Antenne Bad Kreuznach
today16. Dezember 2025
Symbolbild
Die Kommunalverkehr Rhein-Nahe GmbH (KRN) stellt ihre Busflotte schrittweise auf Elektrobusse um. Das größte E-Fahrzeugprojekt in Rheinland-Pfalz umfasst insgesamt 60 Fahrzeuge und eine umfangreiche Ladeinfrastruktur. Der Schritt soll sowohl den Klimaschutz fördern als auch den Fahrkomfort im öffentlichen Nahverkehr verbessern.

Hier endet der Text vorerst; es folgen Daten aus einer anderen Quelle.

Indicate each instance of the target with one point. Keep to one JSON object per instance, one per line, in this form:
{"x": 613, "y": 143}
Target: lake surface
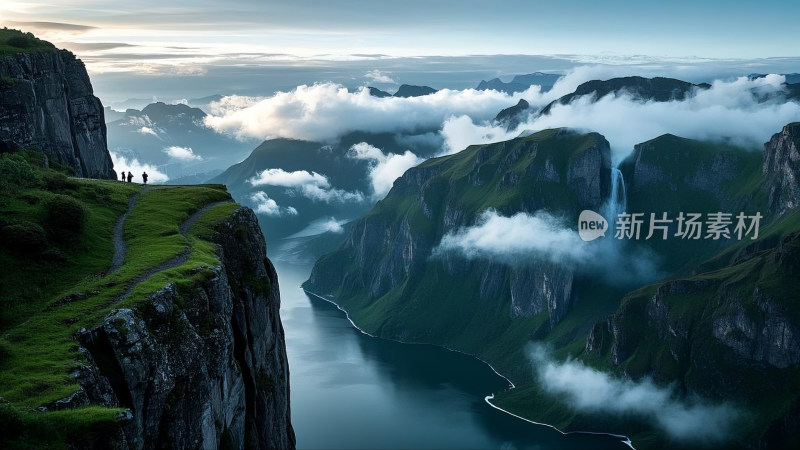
{"x": 349, "y": 390}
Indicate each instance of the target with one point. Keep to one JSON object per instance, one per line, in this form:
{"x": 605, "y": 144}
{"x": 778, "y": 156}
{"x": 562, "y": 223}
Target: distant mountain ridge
{"x": 520, "y": 83}
{"x": 408, "y": 90}
{"x": 711, "y": 327}
{"x": 657, "y": 89}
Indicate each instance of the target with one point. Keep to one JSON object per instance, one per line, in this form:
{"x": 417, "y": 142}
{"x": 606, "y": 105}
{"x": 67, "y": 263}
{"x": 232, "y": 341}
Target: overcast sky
{"x": 184, "y": 38}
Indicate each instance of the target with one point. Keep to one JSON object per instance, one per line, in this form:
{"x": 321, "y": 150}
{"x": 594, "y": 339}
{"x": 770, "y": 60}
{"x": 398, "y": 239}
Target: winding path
{"x": 119, "y": 242}
{"x": 120, "y": 249}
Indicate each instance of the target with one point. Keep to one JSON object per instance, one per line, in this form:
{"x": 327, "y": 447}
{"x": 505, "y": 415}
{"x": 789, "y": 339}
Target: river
{"x": 349, "y": 390}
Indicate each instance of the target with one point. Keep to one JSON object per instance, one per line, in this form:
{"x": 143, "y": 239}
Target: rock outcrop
{"x": 390, "y": 250}
{"x": 197, "y": 367}
{"x": 47, "y": 103}
{"x": 782, "y": 164}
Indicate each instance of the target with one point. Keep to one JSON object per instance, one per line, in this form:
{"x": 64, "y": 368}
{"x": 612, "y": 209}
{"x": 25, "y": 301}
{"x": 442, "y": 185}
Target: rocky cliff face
{"x": 389, "y": 251}
{"x": 782, "y": 161}
{"x": 730, "y": 332}
{"x": 197, "y": 367}
{"x": 47, "y": 103}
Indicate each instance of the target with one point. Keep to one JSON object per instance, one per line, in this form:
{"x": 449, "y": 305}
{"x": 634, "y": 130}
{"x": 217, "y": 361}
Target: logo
{"x": 591, "y": 225}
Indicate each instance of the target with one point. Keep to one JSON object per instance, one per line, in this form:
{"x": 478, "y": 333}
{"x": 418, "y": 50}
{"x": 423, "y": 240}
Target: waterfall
{"x": 618, "y": 200}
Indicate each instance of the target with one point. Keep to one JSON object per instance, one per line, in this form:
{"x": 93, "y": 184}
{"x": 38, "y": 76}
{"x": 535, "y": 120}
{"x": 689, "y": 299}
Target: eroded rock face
{"x": 782, "y": 160}
{"x": 199, "y": 368}
{"x": 391, "y": 248}
{"x": 47, "y": 103}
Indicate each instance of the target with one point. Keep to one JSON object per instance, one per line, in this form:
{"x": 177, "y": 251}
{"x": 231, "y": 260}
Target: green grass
{"x": 14, "y": 41}
{"x": 37, "y": 338}
{"x": 434, "y": 306}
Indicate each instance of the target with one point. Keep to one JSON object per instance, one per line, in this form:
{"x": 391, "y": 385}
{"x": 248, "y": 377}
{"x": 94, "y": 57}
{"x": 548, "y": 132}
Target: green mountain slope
{"x": 79, "y": 281}
{"x": 710, "y": 329}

In Bingen wurden die ersten drei E-Busse präsentiert. Bis zum Frühjahr sollen 18 Busse auf regionalen Hauptlinien im Regelbetrieb eingesetzt werden, weitere 42 folgen in den kommenden Jahren. Die Elektrifizierung betrifft sowohl Stadt- als auch Überlandlinien und ersetzt nach und nach die bisherigen Dieselfahrzeuge.

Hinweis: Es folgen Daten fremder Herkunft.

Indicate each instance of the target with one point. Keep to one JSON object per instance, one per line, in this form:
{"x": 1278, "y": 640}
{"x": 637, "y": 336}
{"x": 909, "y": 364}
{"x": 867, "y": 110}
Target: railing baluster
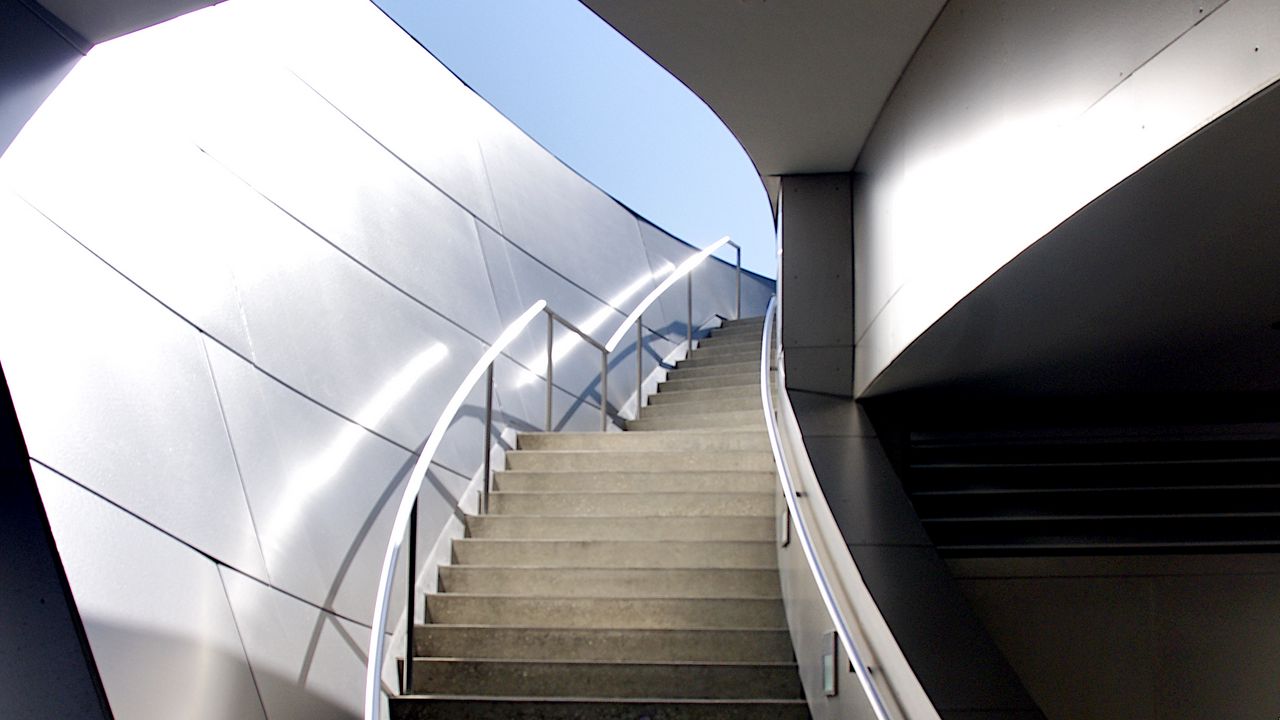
{"x": 604, "y": 390}
{"x": 689, "y": 306}
{"x": 551, "y": 332}
{"x": 487, "y": 479}
{"x": 737, "y": 290}
{"x": 408, "y": 602}
{"x": 639, "y": 361}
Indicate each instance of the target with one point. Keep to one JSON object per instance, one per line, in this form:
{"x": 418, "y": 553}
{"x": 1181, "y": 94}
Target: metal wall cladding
{"x": 306, "y": 472}
{"x": 385, "y": 83}
{"x": 114, "y": 390}
{"x": 154, "y": 610}
{"x": 306, "y": 662}
{"x": 714, "y": 285}
{"x": 535, "y": 194}
{"x": 243, "y": 287}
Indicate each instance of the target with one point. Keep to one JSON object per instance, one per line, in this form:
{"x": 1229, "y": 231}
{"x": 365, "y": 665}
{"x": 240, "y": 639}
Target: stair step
{"x": 556, "y": 460}
{"x": 449, "y": 609}
{"x": 615, "y": 554}
{"x": 743, "y": 341}
{"x": 609, "y": 582}
{"x": 635, "y": 504}
{"x": 682, "y": 441}
{"x": 469, "y": 707}
{"x": 714, "y": 370}
{"x": 694, "y": 396}
{"x": 705, "y": 481}
{"x": 606, "y": 679}
{"x": 604, "y": 645}
{"x": 757, "y": 322}
{"x": 730, "y": 419}
{"x": 730, "y": 382}
{"x": 712, "y": 359}
{"x": 558, "y": 527}
{"x": 722, "y": 405}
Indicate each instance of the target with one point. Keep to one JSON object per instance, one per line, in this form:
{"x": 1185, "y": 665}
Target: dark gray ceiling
{"x": 99, "y": 21}
{"x": 799, "y": 82}
{"x": 1169, "y": 283}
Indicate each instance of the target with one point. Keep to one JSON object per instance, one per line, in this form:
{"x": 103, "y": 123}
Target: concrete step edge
{"x": 602, "y": 700}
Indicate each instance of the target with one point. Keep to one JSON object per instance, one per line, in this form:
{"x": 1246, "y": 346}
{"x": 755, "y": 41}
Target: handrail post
{"x": 604, "y": 390}
{"x": 737, "y": 306}
{"x": 488, "y": 434}
{"x": 551, "y": 332}
{"x": 639, "y": 361}
{"x": 689, "y": 306}
{"x": 408, "y": 602}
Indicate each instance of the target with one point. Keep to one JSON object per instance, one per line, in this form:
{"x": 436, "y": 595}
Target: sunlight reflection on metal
{"x": 309, "y": 479}
{"x": 408, "y": 500}
{"x": 568, "y": 341}
{"x": 681, "y": 270}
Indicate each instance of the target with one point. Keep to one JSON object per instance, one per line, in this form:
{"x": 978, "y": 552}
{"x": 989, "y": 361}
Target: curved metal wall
{"x": 1011, "y": 117}
{"x": 245, "y": 258}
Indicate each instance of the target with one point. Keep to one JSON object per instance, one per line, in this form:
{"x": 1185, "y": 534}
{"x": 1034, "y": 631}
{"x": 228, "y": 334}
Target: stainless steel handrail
{"x": 406, "y": 514}
{"x": 408, "y": 506}
{"x": 681, "y": 270}
{"x": 789, "y": 492}
{"x": 552, "y": 318}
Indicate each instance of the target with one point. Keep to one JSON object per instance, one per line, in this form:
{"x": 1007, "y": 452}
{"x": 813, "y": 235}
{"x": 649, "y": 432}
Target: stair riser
{"x": 609, "y": 554}
{"x": 635, "y": 505}
{"x": 609, "y": 582}
{"x": 750, "y": 368}
{"x": 746, "y": 529}
{"x": 704, "y": 395}
{"x": 480, "y": 709}
{"x": 604, "y": 613}
{"x": 589, "y": 679}
{"x": 634, "y": 482}
{"x": 675, "y": 442}
{"x": 743, "y": 419}
{"x": 737, "y": 383}
{"x": 603, "y": 645}
{"x": 648, "y": 461}
{"x": 705, "y": 406}
{"x": 739, "y": 341}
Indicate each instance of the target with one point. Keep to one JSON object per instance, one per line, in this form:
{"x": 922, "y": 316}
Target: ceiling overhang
{"x": 799, "y": 83}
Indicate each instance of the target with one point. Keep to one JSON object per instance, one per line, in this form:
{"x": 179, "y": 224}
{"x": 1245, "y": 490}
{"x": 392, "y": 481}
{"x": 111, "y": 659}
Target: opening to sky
{"x": 600, "y": 105}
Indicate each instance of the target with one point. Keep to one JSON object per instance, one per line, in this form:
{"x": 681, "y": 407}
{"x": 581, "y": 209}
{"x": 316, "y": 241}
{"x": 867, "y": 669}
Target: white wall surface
{"x": 1013, "y": 115}
{"x": 245, "y": 258}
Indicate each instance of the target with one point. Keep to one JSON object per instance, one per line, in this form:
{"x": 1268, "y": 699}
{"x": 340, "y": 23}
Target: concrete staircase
{"x": 624, "y": 575}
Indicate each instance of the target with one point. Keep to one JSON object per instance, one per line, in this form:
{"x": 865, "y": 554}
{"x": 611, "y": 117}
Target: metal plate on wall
{"x": 115, "y": 391}
{"x": 152, "y": 607}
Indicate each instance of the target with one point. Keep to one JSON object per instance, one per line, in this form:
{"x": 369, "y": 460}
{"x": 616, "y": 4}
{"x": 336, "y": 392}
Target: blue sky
{"x": 606, "y": 109}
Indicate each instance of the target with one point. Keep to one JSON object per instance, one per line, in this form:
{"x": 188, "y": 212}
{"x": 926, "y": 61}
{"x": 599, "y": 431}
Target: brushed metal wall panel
{"x": 306, "y": 662}
{"x": 298, "y": 151}
{"x": 552, "y": 213}
{"x": 323, "y": 490}
{"x": 140, "y": 196}
{"x": 664, "y": 253}
{"x": 154, "y": 609}
{"x": 115, "y": 391}
{"x": 383, "y": 81}
{"x": 338, "y": 333}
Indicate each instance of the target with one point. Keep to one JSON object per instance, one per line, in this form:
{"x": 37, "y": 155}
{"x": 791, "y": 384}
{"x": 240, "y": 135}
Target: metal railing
{"x": 405, "y": 525}
{"x": 801, "y": 527}
{"x": 684, "y": 269}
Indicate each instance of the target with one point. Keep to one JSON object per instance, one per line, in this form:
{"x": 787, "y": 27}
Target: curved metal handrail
{"x": 405, "y": 513}
{"x": 681, "y": 270}
{"x": 408, "y": 500}
{"x": 801, "y": 525}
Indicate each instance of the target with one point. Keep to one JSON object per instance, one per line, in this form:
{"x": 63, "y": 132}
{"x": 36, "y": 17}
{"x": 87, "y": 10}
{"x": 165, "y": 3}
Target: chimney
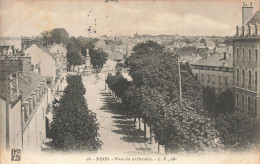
{"x": 25, "y": 64}
{"x": 247, "y": 13}
{"x": 87, "y": 53}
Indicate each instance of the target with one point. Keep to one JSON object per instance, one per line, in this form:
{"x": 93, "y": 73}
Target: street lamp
{"x": 179, "y": 80}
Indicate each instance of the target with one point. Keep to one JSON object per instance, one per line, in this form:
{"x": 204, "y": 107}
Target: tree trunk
{"x": 139, "y": 119}
{"x": 144, "y": 130}
{"x": 158, "y": 147}
{"x": 151, "y": 138}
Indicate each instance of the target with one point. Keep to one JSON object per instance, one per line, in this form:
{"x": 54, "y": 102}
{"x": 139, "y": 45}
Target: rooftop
{"x": 28, "y": 87}
{"x": 255, "y": 19}
{"x": 216, "y": 61}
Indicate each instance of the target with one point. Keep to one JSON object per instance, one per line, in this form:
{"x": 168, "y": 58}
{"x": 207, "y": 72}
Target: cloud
{"x": 122, "y": 19}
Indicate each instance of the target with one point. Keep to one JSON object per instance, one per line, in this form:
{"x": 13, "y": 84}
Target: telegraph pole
{"x": 179, "y": 81}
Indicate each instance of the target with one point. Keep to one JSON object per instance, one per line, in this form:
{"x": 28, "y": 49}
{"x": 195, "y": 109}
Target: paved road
{"x": 117, "y": 133}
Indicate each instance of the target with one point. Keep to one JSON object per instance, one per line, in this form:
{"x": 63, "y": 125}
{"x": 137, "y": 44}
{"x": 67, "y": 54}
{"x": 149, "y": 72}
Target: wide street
{"x": 118, "y": 134}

Mobilitätsministerin Katrin Eder hob hervor, dass die Elektrifizierung ein wichtiges Signal für nachhaltige Mobilität setze. Besonders im Verkehrssektor, der in Deutschland einen großen Anteil an den Treibhausgasemissionen habe, leiste der Einsatz von E-Bussen einen entscheidenden Beitrag zur Reduktion von CO2.

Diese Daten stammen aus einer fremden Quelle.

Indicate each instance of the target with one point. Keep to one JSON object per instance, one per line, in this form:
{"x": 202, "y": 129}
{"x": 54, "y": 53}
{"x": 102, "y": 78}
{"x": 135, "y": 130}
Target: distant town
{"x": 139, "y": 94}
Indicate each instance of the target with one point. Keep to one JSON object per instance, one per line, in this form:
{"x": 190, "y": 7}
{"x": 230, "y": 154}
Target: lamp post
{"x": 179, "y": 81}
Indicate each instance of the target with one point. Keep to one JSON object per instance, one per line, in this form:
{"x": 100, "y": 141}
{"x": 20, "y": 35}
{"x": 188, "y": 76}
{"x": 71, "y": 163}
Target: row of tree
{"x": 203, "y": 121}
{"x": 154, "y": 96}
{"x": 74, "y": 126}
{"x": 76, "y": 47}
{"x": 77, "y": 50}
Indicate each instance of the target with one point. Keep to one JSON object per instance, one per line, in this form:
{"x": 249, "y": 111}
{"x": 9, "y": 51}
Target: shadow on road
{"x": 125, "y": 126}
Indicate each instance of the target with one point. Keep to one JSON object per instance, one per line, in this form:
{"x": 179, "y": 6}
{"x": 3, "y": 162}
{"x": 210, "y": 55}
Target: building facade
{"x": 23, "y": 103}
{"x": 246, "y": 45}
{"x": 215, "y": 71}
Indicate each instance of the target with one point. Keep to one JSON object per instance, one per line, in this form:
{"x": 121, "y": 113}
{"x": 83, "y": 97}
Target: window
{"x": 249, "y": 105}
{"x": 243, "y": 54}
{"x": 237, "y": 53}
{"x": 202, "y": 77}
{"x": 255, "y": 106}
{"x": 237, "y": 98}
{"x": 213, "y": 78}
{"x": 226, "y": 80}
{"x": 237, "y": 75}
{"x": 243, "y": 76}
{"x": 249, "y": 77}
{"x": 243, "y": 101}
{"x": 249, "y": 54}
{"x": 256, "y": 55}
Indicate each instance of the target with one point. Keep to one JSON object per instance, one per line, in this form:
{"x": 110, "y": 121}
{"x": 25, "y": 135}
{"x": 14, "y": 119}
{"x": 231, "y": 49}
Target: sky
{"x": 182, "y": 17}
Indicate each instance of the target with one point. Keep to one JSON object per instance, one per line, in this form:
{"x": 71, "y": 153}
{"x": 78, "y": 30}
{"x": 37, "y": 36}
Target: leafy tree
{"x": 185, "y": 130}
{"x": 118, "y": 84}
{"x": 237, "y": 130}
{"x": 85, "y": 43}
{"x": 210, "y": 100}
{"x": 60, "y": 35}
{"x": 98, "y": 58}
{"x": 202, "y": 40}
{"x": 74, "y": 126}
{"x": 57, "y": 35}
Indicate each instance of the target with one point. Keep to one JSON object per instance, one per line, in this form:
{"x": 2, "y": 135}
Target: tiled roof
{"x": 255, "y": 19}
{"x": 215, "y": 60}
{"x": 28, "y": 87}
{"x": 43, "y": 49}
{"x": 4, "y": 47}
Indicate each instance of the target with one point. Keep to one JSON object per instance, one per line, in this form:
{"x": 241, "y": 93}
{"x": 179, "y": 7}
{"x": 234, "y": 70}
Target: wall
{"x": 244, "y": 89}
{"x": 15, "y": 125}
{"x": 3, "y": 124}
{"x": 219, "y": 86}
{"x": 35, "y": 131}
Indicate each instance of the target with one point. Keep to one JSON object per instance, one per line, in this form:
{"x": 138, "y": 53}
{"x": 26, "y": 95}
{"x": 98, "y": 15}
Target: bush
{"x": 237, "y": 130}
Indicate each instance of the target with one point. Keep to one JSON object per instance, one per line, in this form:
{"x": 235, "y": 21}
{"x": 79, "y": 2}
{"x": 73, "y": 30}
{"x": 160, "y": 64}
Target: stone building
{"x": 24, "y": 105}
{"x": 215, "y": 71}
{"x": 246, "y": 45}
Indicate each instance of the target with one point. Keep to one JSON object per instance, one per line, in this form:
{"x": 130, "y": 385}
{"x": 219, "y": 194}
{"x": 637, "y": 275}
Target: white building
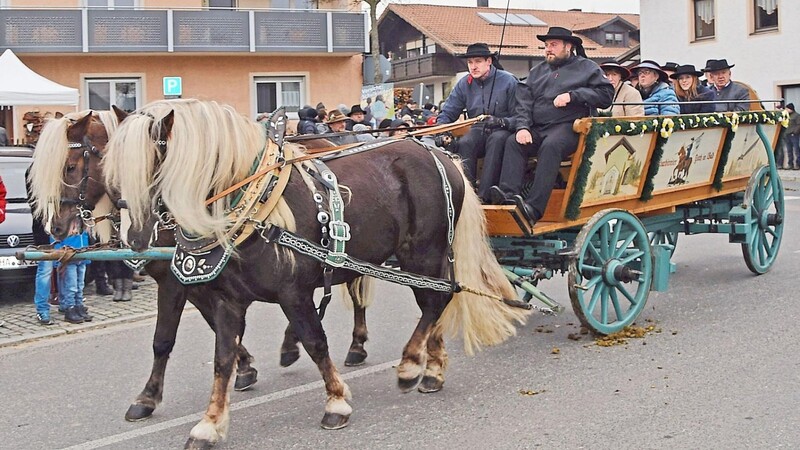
{"x": 758, "y": 36}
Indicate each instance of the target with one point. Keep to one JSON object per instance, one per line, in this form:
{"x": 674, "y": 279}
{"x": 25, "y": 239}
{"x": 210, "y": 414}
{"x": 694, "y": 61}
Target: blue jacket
{"x": 75, "y": 241}
{"x": 661, "y": 93}
{"x": 475, "y": 96}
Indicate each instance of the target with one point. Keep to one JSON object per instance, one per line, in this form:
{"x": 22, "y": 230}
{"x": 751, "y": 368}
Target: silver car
{"x": 16, "y": 232}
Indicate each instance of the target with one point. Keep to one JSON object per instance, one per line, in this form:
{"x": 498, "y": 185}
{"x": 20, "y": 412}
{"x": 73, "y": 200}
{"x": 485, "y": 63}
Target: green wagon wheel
{"x": 611, "y": 271}
{"x": 664, "y": 237}
{"x": 764, "y": 197}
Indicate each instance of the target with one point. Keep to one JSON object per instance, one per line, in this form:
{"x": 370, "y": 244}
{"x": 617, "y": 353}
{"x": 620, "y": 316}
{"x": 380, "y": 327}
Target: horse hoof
{"x": 198, "y": 444}
{"x": 408, "y": 385}
{"x": 430, "y": 384}
{"x": 289, "y": 358}
{"x": 246, "y": 380}
{"x": 333, "y": 421}
{"x": 138, "y": 412}
{"x": 355, "y": 358}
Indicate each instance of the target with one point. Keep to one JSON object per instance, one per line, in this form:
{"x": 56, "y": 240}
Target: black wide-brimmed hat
{"x": 686, "y": 69}
{"x": 614, "y": 66}
{"x": 560, "y": 33}
{"x": 478, "y": 49}
{"x": 670, "y": 66}
{"x": 355, "y": 109}
{"x": 717, "y": 64}
{"x": 652, "y": 65}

Die neuen Elektrobusse werden auf den regionalen Regiobuslinien eingesetzt, die zentrale Orte miteinander verbinden und an das Schienennetz angebunden sind. Durch die modernen, leisen Fahrzeuge profitieren Fahrgäste von höherem Komfort und einem emissionsfreien Nahverkehr. KRN-Geschäftsführer Uwe Hiltmann betonte den Pioniercharakter des Projekts im Regionalverkehr in Deutschland.
Die Elektrifizierung betrifft unter anderem Linien zwischen Bad Kreuznach, Bingen, Mainz, Ingelheim, Stromberg und Bad Sobernheim. Oberbürgermeister Emanuel Letz lobte das Projekt als Beispiel für eine zukunftsorientierte Mobilität, die sowohl Menschen als auch Umwelt zugutekommt.